Gene expression changes of angiogenesis factors during basal skin cancer laser treatment

Abstract

Background: Basal cell carcinoma is the most widespread malignant skin neoplasm. Angiogenesis is critical for the growth and metastasis of malignant tumors.
 Aims: To study the levels of representation of transcripts in the foci of basal cell skin cancer before and after the therapy of genes for angiogenesis proteins and their receptors.
 Materials and methods: The study included 31 patients with confirmed basal cell skin cancer who received treatment, using a pulsed dye laser and long-pulsed neodymium laser. The patients provided skin punch biopsies from BCC lesions and after therapy from the same localization. The gene expression was analyzed with real-time reverse transcription PCR using endogeneous control, and the gene expression ration changes during the therapy were calculated according to Livaks double delta formulae.
 Results:
 An increased expression of the matrix metalloproteinase MMP9 and the tachykinin precursor TAC1 genes were revealed in skin biopsy samples of the superficial and nodular form of basal cell skin cancer during laser pulsed therapy. The expression of tumor necrosis factor TNF, epidermal growth factor receptor EGFR, fibroblast growth factor FGF2 genes increases to a lesser extent.

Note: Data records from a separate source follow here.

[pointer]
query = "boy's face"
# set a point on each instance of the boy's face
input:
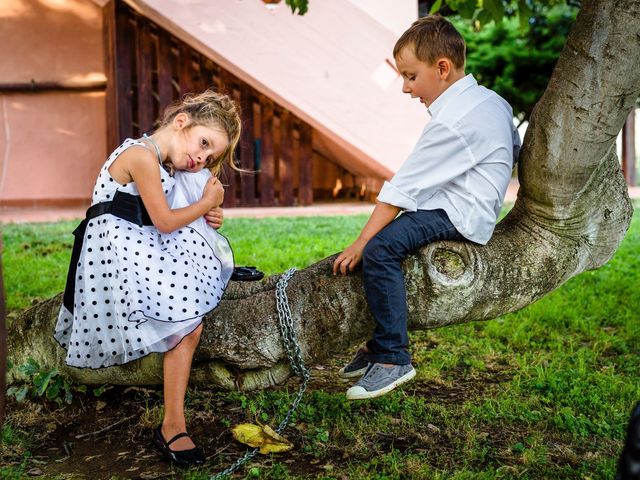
(420, 80)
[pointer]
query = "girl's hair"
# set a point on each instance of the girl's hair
(207, 109)
(433, 37)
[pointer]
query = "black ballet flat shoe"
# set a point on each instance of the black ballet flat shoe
(182, 458)
(246, 274)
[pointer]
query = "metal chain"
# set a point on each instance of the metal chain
(295, 359)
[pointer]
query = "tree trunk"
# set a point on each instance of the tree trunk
(571, 214)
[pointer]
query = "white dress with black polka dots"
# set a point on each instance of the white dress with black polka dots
(137, 290)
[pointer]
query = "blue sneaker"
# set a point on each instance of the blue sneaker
(380, 380)
(357, 366)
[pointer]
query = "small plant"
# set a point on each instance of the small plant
(48, 383)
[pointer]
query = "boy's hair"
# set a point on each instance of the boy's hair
(433, 37)
(210, 108)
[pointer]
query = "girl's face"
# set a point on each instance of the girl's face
(194, 147)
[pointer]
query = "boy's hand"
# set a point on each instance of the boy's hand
(349, 258)
(214, 217)
(213, 192)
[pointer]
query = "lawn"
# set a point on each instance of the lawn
(541, 393)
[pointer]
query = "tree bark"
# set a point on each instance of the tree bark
(571, 214)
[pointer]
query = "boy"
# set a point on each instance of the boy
(451, 187)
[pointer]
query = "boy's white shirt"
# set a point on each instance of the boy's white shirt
(462, 161)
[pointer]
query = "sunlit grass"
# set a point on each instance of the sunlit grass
(540, 393)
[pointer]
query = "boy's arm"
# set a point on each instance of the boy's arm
(382, 215)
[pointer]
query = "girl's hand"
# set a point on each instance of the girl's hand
(349, 258)
(213, 192)
(214, 217)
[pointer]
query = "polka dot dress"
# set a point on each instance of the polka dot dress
(137, 290)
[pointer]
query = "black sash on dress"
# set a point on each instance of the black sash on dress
(124, 205)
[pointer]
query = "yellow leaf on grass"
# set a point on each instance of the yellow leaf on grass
(262, 437)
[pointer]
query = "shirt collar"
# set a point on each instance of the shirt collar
(453, 91)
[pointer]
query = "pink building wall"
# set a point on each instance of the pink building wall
(52, 143)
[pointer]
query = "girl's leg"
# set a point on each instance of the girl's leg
(176, 370)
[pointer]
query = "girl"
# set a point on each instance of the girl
(142, 273)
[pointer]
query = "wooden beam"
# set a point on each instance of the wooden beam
(629, 149)
(124, 45)
(165, 71)
(109, 47)
(247, 148)
(185, 72)
(286, 160)
(305, 193)
(267, 161)
(144, 75)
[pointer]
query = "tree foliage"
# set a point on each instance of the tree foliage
(517, 62)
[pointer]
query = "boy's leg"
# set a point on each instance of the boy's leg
(384, 279)
(386, 293)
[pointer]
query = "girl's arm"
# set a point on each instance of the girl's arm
(214, 217)
(382, 215)
(142, 167)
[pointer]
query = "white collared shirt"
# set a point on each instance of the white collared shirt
(462, 161)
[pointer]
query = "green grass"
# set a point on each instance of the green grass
(541, 393)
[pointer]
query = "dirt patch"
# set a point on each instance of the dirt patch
(110, 436)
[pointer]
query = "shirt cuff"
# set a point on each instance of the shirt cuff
(392, 195)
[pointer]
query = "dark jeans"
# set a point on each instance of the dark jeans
(384, 280)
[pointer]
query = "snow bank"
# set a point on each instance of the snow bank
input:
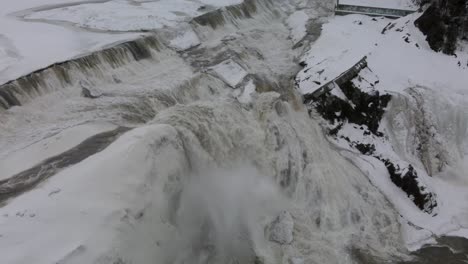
(41, 33)
(297, 23)
(401, 63)
(230, 71)
(395, 4)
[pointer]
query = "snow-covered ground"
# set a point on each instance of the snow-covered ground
(401, 63)
(37, 33)
(206, 167)
(395, 4)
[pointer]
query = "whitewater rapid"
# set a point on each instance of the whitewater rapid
(206, 166)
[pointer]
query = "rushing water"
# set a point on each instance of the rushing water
(219, 170)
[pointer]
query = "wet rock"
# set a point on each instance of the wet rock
(443, 23)
(296, 260)
(88, 92)
(281, 229)
(407, 180)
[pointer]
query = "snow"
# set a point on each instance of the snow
(397, 63)
(221, 2)
(399, 58)
(281, 229)
(395, 4)
(94, 199)
(230, 71)
(249, 90)
(297, 23)
(109, 16)
(185, 40)
(44, 25)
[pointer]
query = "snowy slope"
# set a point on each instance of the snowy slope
(395, 4)
(428, 97)
(41, 31)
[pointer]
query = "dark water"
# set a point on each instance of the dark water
(28, 179)
(449, 250)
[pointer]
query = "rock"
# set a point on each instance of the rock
(281, 229)
(296, 260)
(88, 92)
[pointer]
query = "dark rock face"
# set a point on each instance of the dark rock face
(407, 180)
(443, 23)
(366, 109)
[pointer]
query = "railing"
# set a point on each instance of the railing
(372, 11)
(346, 76)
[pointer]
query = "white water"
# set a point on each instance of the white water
(202, 174)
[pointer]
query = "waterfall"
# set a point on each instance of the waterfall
(200, 177)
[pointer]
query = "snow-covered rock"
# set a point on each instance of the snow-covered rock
(281, 229)
(230, 72)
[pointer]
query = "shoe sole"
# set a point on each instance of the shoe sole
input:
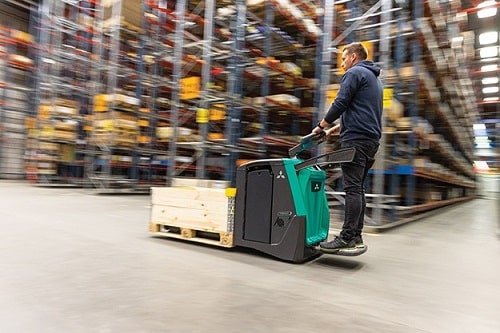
(349, 252)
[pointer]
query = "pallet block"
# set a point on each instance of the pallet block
(192, 213)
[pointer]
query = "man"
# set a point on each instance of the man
(359, 106)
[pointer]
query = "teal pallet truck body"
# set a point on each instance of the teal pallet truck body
(281, 207)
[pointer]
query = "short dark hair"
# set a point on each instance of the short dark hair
(357, 48)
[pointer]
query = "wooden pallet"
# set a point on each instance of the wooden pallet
(218, 238)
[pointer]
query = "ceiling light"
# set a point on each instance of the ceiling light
(479, 126)
(487, 11)
(490, 80)
(481, 165)
(490, 90)
(489, 68)
(488, 52)
(488, 37)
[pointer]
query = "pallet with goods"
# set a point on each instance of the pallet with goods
(16, 72)
(65, 42)
(195, 210)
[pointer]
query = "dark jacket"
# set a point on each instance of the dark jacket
(359, 103)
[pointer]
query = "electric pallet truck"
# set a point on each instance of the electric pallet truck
(281, 207)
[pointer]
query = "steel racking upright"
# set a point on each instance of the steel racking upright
(16, 68)
(64, 59)
(114, 162)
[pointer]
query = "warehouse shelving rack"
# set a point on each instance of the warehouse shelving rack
(64, 60)
(427, 150)
(16, 71)
(247, 104)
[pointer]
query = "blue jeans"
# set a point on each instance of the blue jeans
(354, 175)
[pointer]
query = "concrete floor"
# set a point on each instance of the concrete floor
(73, 261)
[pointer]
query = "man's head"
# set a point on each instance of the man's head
(352, 54)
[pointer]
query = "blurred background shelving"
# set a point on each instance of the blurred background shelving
(131, 93)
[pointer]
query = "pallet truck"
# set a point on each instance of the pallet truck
(281, 207)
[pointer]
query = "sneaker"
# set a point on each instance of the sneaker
(358, 241)
(336, 245)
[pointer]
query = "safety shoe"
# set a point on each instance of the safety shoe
(336, 245)
(358, 241)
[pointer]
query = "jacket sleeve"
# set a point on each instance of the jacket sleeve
(348, 87)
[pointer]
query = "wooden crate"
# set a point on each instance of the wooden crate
(193, 213)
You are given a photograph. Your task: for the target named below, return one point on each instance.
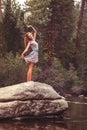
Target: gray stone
(30, 99)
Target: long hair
(26, 39)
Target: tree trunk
(80, 23)
(0, 12)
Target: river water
(75, 118)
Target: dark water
(75, 119)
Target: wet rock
(30, 99)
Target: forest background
(62, 62)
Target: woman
(32, 58)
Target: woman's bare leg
(29, 73)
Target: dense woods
(61, 63)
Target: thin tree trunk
(0, 12)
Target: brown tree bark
(0, 12)
(80, 23)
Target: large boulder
(30, 99)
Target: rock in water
(30, 99)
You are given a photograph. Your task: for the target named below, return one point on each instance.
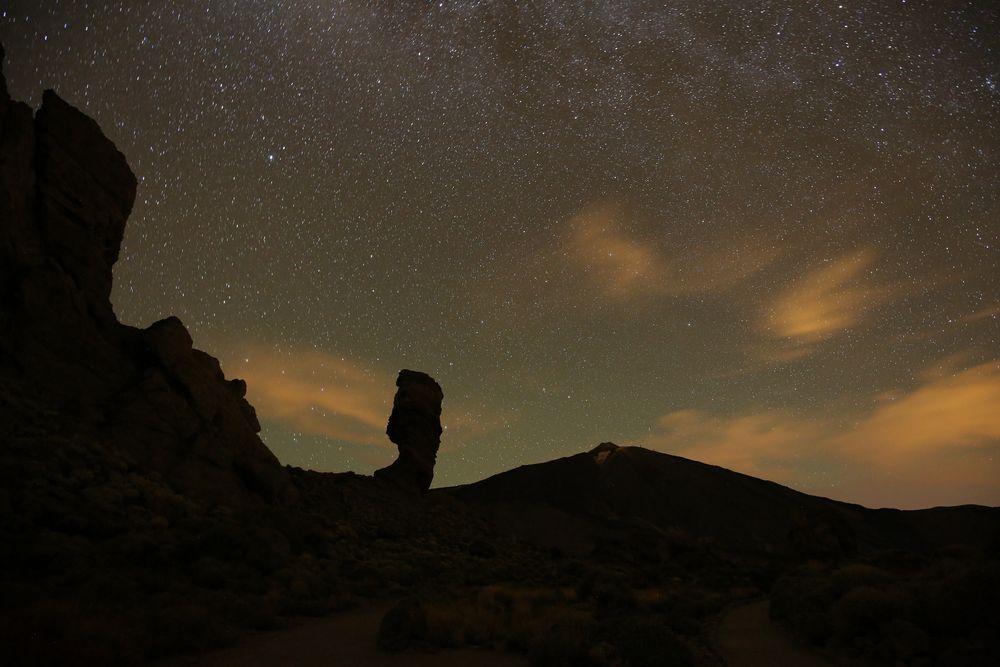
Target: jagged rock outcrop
(415, 427)
(66, 363)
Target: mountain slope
(577, 501)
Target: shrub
(402, 627)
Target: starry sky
(762, 235)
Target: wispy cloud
(316, 392)
(606, 252)
(826, 301)
(983, 314)
(950, 424)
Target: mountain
(577, 502)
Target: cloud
(763, 444)
(316, 392)
(988, 313)
(826, 301)
(605, 251)
(940, 440)
(952, 412)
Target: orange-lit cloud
(988, 313)
(761, 444)
(826, 301)
(948, 428)
(341, 398)
(624, 259)
(317, 393)
(957, 411)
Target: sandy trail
(747, 638)
(347, 639)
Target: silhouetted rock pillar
(415, 427)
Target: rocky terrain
(141, 516)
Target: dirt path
(344, 640)
(747, 638)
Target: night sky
(764, 238)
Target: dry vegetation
(896, 608)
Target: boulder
(415, 427)
(67, 365)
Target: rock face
(66, 363)
(415, 427)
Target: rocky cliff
(67, 365)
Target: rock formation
(66, 364)
(415, 427)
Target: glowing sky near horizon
(766, 238)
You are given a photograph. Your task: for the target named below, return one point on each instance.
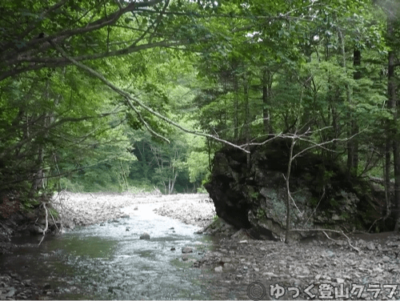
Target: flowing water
(110, 263)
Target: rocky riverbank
(248, 268)
(239, 264)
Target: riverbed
(109, 261)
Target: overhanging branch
(129, 98)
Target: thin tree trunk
(247, 117)
(391, 139)
(266, 96)
(236, 109)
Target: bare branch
(127, 96)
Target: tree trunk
(392, 136)
(236, 109)
(267, 87)
(247, 116)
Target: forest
(116, 95)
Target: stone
(11, 292)
(187, 250)
(218, 269)
(386, 259)
(47, 286)
(145, 236)
(371, 246)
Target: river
(110, 262)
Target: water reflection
(111, 263)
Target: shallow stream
(110, 262)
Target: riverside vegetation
(285, 112)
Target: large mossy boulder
(252, 194)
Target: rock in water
(187, 250)
(145, 236)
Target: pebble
(187, 250)
(145, 236)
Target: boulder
(252, 195)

 It was shown that the expression of the calcitonin-related polypeptide alpha CALCA gene in the skin of patients is at basal level, which makes it possible to exclude the influence of the neuropeptide on the basal cell skin cancer pathogenesis.
 Conclusions:
 Among the factors of neoangiogenesis potentially influencing the development of basal cell skin cancer, the leading role of expression of the MMP9 matrix metalloproteinase and TAC1 precursor protein of tachykinin has been shown. Simultaneous changes in the level of these proteins may be due to neuroimmune interactions in the epidermis, which is probably realized by mast cells as the microenvironment of the basal cell carcinoma.